Back in the day, astronomers studied galaxies one at a time.
Data about each metropolis of stars had to be pieced together slowly. These individual studies were then combined so that a broader understanding of galaxies and their histories as a whole could slowly emerge.
Then, along came the Sloan Digital Sky Survey and everything changed. Using a special purpose telescope and computer-driven data collection, the Sloan Survey fire-hosed millions of objects onto the laps of astronomers.

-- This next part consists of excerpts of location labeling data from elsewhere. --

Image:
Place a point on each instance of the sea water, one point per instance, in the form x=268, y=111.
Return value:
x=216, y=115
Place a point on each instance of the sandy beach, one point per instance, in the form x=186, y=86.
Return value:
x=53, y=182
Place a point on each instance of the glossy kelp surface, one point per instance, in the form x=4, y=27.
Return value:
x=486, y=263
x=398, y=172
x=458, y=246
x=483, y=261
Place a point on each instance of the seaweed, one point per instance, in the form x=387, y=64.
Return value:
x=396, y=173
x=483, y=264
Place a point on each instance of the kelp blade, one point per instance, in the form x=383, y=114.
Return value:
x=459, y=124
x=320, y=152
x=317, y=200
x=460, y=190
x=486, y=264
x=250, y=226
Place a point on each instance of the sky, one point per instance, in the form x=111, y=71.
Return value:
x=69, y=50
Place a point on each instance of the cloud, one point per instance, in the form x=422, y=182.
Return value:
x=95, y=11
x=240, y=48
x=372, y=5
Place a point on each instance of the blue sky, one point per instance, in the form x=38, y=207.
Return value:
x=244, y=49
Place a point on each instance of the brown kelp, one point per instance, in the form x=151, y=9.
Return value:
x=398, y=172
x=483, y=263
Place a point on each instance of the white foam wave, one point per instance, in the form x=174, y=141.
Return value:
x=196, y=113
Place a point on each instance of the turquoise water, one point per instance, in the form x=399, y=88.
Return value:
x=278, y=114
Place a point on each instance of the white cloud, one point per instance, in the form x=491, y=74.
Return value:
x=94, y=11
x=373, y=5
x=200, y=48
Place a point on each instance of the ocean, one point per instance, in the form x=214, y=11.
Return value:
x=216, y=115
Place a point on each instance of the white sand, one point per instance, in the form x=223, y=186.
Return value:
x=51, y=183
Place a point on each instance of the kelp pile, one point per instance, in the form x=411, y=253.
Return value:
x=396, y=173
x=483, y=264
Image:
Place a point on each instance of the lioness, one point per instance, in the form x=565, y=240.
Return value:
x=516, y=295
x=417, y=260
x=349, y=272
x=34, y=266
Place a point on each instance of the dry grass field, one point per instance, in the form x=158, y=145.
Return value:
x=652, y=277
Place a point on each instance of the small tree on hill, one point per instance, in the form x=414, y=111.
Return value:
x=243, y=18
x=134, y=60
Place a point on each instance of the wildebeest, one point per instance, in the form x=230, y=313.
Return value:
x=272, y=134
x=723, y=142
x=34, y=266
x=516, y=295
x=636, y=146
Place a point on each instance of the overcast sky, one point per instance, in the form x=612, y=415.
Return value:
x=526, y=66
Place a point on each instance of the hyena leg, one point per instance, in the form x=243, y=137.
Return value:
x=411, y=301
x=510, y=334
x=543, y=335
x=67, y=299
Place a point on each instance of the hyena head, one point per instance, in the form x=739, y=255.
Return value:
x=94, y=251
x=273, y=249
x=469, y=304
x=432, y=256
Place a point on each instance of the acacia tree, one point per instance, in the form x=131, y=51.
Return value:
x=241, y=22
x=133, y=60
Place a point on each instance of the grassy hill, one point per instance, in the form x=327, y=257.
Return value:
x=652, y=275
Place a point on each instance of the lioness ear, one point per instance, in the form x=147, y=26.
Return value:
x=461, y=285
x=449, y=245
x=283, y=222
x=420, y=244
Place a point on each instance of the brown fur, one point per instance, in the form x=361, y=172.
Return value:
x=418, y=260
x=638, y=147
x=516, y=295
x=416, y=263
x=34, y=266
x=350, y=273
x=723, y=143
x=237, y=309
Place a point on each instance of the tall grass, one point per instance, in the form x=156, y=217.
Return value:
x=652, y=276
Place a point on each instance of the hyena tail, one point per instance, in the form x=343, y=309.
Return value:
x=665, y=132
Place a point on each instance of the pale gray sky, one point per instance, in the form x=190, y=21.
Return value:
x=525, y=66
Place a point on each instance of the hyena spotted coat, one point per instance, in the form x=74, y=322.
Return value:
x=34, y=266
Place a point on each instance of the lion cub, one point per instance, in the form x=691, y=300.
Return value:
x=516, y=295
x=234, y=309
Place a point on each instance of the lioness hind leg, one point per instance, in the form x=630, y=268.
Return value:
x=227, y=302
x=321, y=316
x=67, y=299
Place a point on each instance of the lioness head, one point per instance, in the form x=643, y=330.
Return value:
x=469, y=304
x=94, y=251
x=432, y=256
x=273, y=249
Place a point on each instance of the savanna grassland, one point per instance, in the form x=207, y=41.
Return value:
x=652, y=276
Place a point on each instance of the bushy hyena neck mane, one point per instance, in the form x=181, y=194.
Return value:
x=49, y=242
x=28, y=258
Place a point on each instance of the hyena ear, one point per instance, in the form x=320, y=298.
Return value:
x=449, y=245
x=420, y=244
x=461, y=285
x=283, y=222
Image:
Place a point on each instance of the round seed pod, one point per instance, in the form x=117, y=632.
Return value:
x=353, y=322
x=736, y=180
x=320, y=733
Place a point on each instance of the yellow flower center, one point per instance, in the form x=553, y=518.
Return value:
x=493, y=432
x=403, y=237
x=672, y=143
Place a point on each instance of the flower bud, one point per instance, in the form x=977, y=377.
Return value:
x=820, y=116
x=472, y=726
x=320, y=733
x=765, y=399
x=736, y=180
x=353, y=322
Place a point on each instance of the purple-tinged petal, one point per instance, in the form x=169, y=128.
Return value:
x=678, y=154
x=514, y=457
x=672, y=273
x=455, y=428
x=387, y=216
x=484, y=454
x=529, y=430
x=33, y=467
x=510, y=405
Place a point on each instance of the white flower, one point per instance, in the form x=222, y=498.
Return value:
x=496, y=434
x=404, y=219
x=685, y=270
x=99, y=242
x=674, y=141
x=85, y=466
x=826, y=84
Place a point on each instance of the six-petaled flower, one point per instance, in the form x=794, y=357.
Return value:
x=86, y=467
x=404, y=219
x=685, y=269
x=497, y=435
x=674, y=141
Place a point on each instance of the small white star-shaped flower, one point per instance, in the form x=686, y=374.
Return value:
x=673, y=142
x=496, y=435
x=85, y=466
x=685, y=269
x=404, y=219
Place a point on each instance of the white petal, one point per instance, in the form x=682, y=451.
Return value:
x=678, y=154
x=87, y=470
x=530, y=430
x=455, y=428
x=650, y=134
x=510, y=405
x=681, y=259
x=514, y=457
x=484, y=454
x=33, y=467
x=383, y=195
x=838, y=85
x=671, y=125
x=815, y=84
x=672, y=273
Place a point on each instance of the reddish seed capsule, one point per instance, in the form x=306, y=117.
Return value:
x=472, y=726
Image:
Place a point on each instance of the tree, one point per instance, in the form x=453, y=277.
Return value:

That was the beginning of “Big Data” in astronomy, and it changed the way we understood our place in the universe.
Now, a visionary group of scientists believes it can do for society what Sloan did for galaxies. Using the ever-increasing capacities of Big Data, the goal is to change the way we understand the human universe.
The Kavli HUMAN Project is a collaboration between the Kavli Foundation, the Institute for the Interdisciplinary Study of Decision Making at NYU, and the Center for Urban Science and Progress at NYU. It’s based on one simple goal — and an array of stunningly complex technologies required to get there. Here “HUMAN” stands for “Human Understanding Through Measurement and Analytics.” The project’s vision is to “generat[e] a truly comprehensive longitudinal dataset that capture[s] nearly all aspects of a representative human population’s biology, behavior, and environment.”